I've been trying to do my research but I honestly know absolutely nothing about SW tanks so I don't know where to start. I've seen plenty of people pico tanks but I don't know who's setting up the tanks correctly and who's completely over stocked. (I saw someone with some fw angelfish in a 2.5 gal.. sooo I can only imagine there are similar travesties in the sw world). 

I know that I need powerful lights. The tank is very shallow.. I think it's about 6-7" tall and it's about 18" long.. and then another 6" or so wide. (very nice footprint for being so small). I also know I'd need probably power head, right? But then I'm kinda lost at live rock (I know vaguely what it is and the benefits).. live sand.. and then would I be covering the rocks with frags? Also.. do I need a heater, or a fan?

Just trying to get a brief overview before I go bother and price things out at my local LFS. I know the manager there will be excited, he's been trying to get me to set up a SW tank for a while. He says I am dedicated and should be ready.


----------



## Reefing Madness (Jun 26, 2011)

Unfortunately, No, you can't keep a Pistol Shrimp in a 2g tank, as they will do better with a Goby to tag along with. Kinda like a Clown and a Anemone, they don't need each other but do better with each other. Also, depending on which Pistol Shrimp you get, they do get some size to them also. 10g minimum is what I would suggest.
You also do not need strong lighting is your just going with a Fish Only Tank. A Reef or Mixed Reef is a different story. Again, here I'd not go anything less than 10g.
Here is the Salt Water Check List:

#1-Dry Rock, there are a few hitchhikers on Live Rock that people want to stay away from, so they opt for using Dry Rock, or Dead Rock. Macro Rock is a good place to start looking for that. Either way you go you will need a minimum of 1lb per gallon.
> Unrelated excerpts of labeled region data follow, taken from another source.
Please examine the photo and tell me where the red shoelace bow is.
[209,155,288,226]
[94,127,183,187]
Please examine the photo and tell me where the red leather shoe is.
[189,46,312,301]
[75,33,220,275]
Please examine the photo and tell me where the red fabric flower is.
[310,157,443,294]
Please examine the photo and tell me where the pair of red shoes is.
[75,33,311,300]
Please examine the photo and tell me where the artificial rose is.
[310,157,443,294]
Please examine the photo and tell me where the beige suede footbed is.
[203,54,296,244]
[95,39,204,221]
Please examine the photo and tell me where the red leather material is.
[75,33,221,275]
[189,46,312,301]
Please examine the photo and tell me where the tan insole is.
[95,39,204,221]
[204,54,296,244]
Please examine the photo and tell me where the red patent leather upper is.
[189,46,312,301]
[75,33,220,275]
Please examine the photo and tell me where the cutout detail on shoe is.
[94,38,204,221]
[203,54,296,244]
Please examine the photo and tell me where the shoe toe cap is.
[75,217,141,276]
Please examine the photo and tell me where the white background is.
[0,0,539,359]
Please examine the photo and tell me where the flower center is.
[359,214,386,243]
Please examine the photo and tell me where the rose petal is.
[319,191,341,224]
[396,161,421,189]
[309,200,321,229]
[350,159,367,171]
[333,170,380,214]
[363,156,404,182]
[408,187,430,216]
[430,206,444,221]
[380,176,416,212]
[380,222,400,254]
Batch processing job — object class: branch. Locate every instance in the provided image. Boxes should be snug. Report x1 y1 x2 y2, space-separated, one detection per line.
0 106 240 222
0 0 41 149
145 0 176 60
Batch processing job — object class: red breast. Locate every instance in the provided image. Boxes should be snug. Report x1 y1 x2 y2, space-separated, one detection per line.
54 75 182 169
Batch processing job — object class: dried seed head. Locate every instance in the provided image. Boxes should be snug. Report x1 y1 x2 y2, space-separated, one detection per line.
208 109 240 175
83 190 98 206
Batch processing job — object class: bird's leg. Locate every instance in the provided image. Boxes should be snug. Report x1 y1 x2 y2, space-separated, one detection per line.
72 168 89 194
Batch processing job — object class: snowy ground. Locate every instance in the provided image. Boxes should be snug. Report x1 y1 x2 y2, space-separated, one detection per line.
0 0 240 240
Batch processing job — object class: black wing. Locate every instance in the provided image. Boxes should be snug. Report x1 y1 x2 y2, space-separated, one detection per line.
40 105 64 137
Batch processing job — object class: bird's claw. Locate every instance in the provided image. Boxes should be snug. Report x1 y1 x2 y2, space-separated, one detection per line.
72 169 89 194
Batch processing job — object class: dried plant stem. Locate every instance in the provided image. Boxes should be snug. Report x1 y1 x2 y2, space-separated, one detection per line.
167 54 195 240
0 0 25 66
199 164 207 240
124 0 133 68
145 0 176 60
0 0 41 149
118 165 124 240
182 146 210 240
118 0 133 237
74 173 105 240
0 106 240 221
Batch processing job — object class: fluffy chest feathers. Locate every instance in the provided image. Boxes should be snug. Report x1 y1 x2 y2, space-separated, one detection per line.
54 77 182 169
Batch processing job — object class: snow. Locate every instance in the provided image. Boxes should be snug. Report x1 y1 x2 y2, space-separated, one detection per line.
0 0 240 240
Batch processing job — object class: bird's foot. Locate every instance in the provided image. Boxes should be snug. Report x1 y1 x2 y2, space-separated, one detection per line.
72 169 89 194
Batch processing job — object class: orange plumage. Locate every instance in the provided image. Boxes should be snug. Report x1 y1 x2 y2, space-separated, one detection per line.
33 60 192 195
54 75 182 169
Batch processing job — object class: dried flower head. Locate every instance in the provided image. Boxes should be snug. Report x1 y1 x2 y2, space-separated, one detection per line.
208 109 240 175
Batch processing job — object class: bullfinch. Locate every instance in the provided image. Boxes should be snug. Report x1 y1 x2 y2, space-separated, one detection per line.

#2-Replacement filter media like filter floss and activated carbon (if you get a filter) Which is really not necessary.

#3-Multiple Power heads (2 or 3) 10x your water volume for just a Fish Only With Live Rock, and at least 20x your water volume for a Reef Tank. So lets say your going reef, and you have a 100g tank, you would need flow in that tank at minimum of 2000gph, or 2 1000gph power heads.

#4-Protein Skimmer, rated at 2 times your water volume. Unless your tank is under 30g, in which case you can do 10% water changes a week to rid the system of detrius. But, you'll have to watch the water parameters close, if things go haywire, you'll have to do more water changes.

#5-Saltwater Test Kits. Reef Test Kit. Test for Ammonia, Nitrites, Nitrates, PH, Phosphates, Calcium, ALK and Magnesium.

#6-Saltwater fish food. Mysis Shrimp, Squid, Cyclopease, Algae Sheets, Romaine . Flake food is not really a good food to feed your marine fish.

#7-Aquarium vacuum. This one is iffy. Most don't use one, if you have enough flow in the tank you won’t need one

#8-Rubber kitchen gloves

#9-Fish net

#10-Two, clean, never used before, 5-gallon buckets

#11-Aquarium thermometer, digital being the best.

#12-Brush with plastic bristles (old tooth brush) - needed for cleaning the live rock if you don't get Fully Cured Live Rock.

#13-Power Strip, possibly GFCI outlets by the tank.

#14-Optional but definitely recommend getting a Reverse Osmosis or RO/Deionization filter for the make-up water, and a barrel for storing the water.

#15-Possibly a Quarantine Tank for your new fish. They sit in here for a few weeks to kill off parasites and bacteria, to keep it from getting in your main tank

#16-Heater rated for your size tank.

#17-Saltwater Mix. Marine Salt. Instant Ocean is the cheap Salt that beginners and Advanced use alike.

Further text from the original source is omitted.